Hidup tak menentu dengan jalan fikiran yang telah kacau balau. Segala hal yang sedang kualami telah kabur dengan sendirinya. Pengertian yang dulu bertolak belakang secara tiba-tiba menjadi samar dan seolah sama. Aku tak mengerti dengan semuanya. Aku dibingungkan dengan semua kenyataan yang sungguh sulit untuk kuhadapi. Kenyataan yang tak kan pernah seorang pun didunia ini menginginkannya. Tak kan pernah ada, kecuali mungkin manusia yang sudah lupa akan siapa dirinya dihadapan sang pencipta.

Kawan…

Kadang aku berjalan dalam kesendirianku.
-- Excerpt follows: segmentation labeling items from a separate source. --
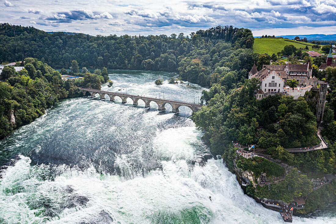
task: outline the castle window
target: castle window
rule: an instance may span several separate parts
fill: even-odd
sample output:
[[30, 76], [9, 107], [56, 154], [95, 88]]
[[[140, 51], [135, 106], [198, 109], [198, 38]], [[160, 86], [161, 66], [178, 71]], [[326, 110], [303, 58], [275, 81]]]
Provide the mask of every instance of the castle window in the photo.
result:
[[268, 83], [268, 86], [276, 86], [277, 83], [274, 82], [274, 81], [272, 81], [271, 82]]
Aku mencoba menapaki selangkah demi selangkah jalan kehidupanku meski kutahu semuanya hanya bayangan semu. Tak ada yang bisa membuatku bergeming dengan semuanya. Entah apa yang sedang aku cari saat ini. Aku bingung dan tak tahu harus bagaimana. Kebimbangan semakin menguasai jalan fikiranku saat ini. Keputusasaan, kebimbangan dan keraguan akan hidup ini, membuat aku selalu berfikir keras untuk mencari jawaban atas pertanyaan besar dalam hidup ini.
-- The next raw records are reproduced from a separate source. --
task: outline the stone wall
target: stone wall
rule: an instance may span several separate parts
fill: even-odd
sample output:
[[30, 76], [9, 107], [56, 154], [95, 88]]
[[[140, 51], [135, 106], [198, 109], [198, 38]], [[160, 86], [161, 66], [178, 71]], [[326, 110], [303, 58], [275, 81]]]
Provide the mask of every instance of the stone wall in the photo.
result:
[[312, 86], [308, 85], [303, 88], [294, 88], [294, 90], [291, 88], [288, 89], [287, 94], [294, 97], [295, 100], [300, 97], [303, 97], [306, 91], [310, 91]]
Tak ada yang mampu mengerti dengan semuanya. Karena mereka terlalu egois dengan dirinya sendiri. Kebaikan yang datang menyapaku, hanyalah sebuah hiasan kata-kata yang mereka sendiripun tidak pernah sebaik kata-kata itu. Mereka menebarkan kebaikan padahal dirinya sendiri jauh dari kebaikan itu sendiri. Semuanya hanyalah kebohongan dan kepura-puraan yang nyata.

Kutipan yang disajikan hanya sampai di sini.